The other day developing a sample state machine workflow and related custom Association and Instantiation pages I found that the test mechanism for determining whether not a new List (tasks and history) in the Association page is, well, silly. One might think that there would be a context parameter, passed in via the hidden fields or otherwise, that could be checked against an enum or maybe a couple of boolean properties (e.g., NewListRequired == truefalse) that would allow easy determination of the user options selected in the Association of the workflow with whatever list item is the target. Sadly, it is not the case. Instead, one has to check the TaskList value passed in via the post to see if it is a guid or, alternatively, if it matches the pattern. Let me explain. Assign the value from the Request to a local variable:

string TaskListID = Request.Params["TaskList"];

With that done, later on in the code when it is desired to determine whether or not it is a new list you have the option of attempting to parse that string as a guid and catch the exception or check the pattern of the string.

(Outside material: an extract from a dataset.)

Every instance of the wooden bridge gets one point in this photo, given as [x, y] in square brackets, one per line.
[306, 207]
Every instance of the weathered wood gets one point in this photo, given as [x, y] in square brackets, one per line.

If an existing list is chosen the value will be a guid, but if it is not then the string value will contain some text in the format "z[workflow name] Tasks". So, alternatively the string could be checked to match the pattern or simply check the first character to see if it is a "z" - for example:

if (TaskListID[0] == 'z')
{
IsListNew = true;
NewTaskListName = TaskListID.Substring(1);
}
else
{
if (m_AssociationType == AssociationTypeEnum.ContentType)
{
m_TaskList = Web.Lists[TaskListID];
}
else
{
m_TaskList = Web.Lists[new Guid(TaskListID)];
}
}

Further down in the example, the determination is made whether or not the association is to a content type or not and if not it is fetched via the guid contained in the TaskListID string previously assigned the value from the Request object. Since I believe it t be more efficient to check the first character to see if it is a "z" I did that to determine whether or not a new list is needed. I suppose more ideally one would validate whether or not the value was a guid, but that seems inefficient. So, like a presidential campaign I have the choice between bad and bad; check the magic string literal and be efficient or parse it for a guid and catch the exception. This is true wrt the history list as well.

It is certainly possible that there is a property or value other than what I've discovered, but if there is that just speaks to the challenging developer story that exists wrt MOSS development.